Under Republic Act 10121 or the Philippine Disaster Risk Reduction and Management Act of 2010, local government units are mandated to set aside 30 percent of their calamity fund as a standby fund for relief and recovery.

In Cebu’s case, the remaining 70 percent or P84.9 million is allocated for disaster prevention and mitigation.

Tribunalo said the bulk of the budget for disaster preparedness would be spent for the development of an early warning system in towns and cities while P15 million would be spent to come up with a new hazard, vulnerability and capacity map.

A total of P13.5 million was earmarked for training and capacity building sessions for disaster managers.

Cebu is also planning to build a P7.5 million emergency operations center and acquire P13 million worth of rescue and heavy equipment.

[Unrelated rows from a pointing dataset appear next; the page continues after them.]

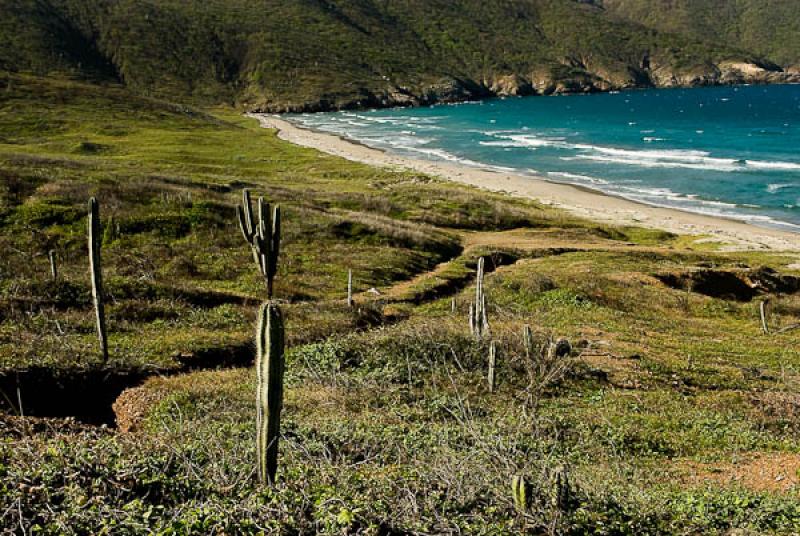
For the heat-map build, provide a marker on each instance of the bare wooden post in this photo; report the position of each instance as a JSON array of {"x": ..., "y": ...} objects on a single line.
[
  {"x": 492, "y": 365},
  {"x": 95, "y": 267},
  {"x": 53, "y": 266},
  {"x": 764, "y": 312},
  {"x": 350, "y": 288}
]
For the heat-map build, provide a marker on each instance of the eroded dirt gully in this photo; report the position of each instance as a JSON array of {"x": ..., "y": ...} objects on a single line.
[{"x": 87, "y": 394}]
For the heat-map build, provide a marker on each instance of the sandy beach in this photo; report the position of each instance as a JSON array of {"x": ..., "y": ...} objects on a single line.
[{"x": 596, "y": 206}]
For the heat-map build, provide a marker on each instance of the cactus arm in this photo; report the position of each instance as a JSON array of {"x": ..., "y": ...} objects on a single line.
[
  {"x": 247, "y": 207},
  {"x": 275, "y": 238}
]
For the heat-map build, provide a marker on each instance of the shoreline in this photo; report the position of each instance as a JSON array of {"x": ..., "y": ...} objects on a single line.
[{"x": 734, "y": 235}]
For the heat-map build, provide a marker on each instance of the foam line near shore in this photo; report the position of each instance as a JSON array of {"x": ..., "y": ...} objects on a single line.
[{"x": 580, "y": 201}]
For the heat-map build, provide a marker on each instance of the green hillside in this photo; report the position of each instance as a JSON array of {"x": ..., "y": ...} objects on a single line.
[
  {"x": 317, "y": 54},
  {"x": 768, "y": 27},
  {"x": 673, "y": 414}
]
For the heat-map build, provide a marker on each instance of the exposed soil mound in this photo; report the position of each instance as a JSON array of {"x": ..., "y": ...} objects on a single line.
[{"x": 738, "y": 285}]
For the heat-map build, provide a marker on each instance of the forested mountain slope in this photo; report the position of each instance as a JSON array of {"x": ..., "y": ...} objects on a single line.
[{"x": 320, "y": 54}]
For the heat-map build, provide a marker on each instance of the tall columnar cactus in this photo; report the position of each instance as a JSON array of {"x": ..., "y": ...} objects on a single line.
[
  {"x": 763, "y": 309},
  {"x": 270, "y": 365},
  {"x": 350, "y": 302},
  {"x": 478, "y": 318},
  {"x": 95, "y": 267},
  {"x": 263, "y": 235}
]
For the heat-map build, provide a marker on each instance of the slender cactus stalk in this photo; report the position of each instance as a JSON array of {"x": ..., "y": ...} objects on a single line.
[
  {"x": 764, "y": 312},
  {"x": 97, "y": 275},
  {"x": 520, "y": 493},
  {"x": 53, "y": 264},
  {"x": 350, "y": 288},
  {"x": 492, "y": 365},
  {"x": 270, "y": 366},
  {"x": 527, "y": 340}
]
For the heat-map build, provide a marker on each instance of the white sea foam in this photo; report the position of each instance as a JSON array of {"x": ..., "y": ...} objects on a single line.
[
  {"x": 582, "y": 179},
  {"x": 774, "y": 188},
  {"x": 785, "y": 166}
]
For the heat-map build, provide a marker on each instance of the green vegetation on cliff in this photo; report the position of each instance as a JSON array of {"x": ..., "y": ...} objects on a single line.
[
  {"x": 314, "y": 54},
  {"x": 674, "y": 414},
  {"x": 767, "y": 27}
]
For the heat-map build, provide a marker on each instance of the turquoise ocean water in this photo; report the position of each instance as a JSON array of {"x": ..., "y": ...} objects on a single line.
[{"x": 731, "y": 151}]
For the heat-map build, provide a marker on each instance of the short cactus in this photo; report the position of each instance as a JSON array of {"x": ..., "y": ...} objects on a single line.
[
  {"x": 528, "y": 341},
  {"x": 53, "y": 264},
  {"x": 270, "y": 366},
  {"x": 97, "y": 275},
  {"x": 521, "y": 492},
  {"x": 264, "y": 236}
]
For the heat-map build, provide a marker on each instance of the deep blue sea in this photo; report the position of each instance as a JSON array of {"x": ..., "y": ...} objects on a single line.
[{"x": 729, "y": 151}]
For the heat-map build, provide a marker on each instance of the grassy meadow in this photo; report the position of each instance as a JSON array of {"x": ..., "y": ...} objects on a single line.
[{"x": 673, "y": 413}]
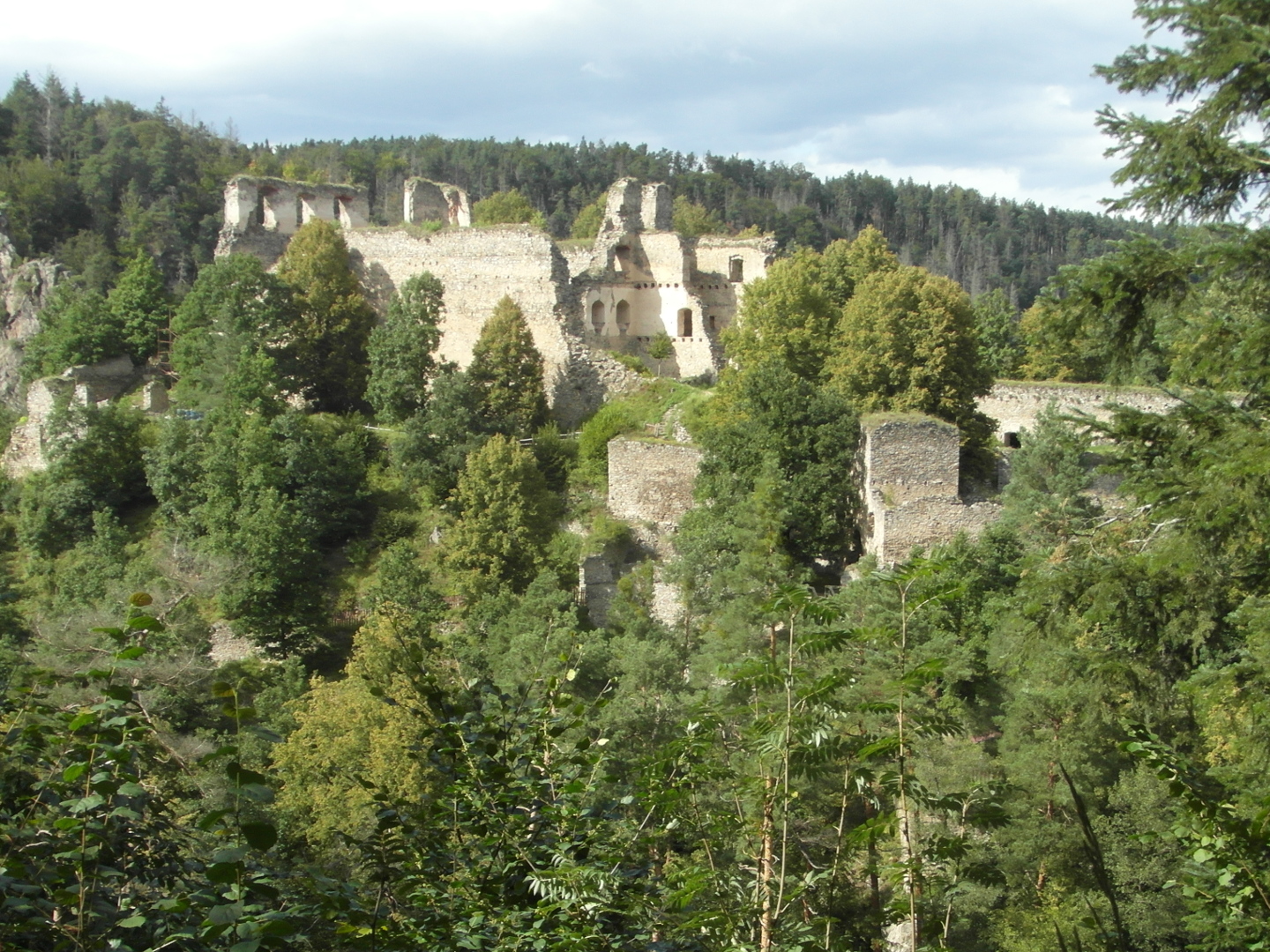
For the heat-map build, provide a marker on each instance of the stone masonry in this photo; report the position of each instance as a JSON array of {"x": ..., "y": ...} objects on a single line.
[
  {"x": 88, "y": 385},
  {"x": 911, "y": 471}
]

Tribunalo has been assessing the disaster preparedness of each town and city based on the following criteria: (1) a local office for disaster risk reduction office; (2) a designated DRRM officer; (3) contingency plan; (4) disaster risk reduction plan based on the hazard maps; (5) vehicles and (6) communications.

“Right now we are doing awareness training. It has to start from there. There are a lot of challenges along the way. DRRM is a lifetime of work and must be a way of life. It should not be taken by piecemeal but must be attacked holistically,” he said.

Carcar: Trying to be ready

Except for the bell that fell from the church’s bell tower, there was not much damage reported in Carcar City in last year’s earthquake.

Nonetheless, Carcar City is slowly trying to prepare itself for the next disaster.

Diomedes Campugan, head of City Hall’s utility and services, was recently appointed as the city’s DRRM officer.

“We admit we are not really equipped but we are trying to be,” Campugan said as he showed CDN their newly acquired ropes, helmets, hand-held radios among others.

The city government has also acquired an ambulance, a man-lift truck and will soon install a mini weather station.

Campugan said Carcar City has allotted P17 million for the disaster office alone.

They have also launched a volunteer recruitment campaign.

“Since the earthquake, we asked MGB (Mines and Geosciences Bureau) to conduct a survey and have a reevaluation of the areas where an active fault line may be found. We will also evaluate what to do when it is done,” Campugan said.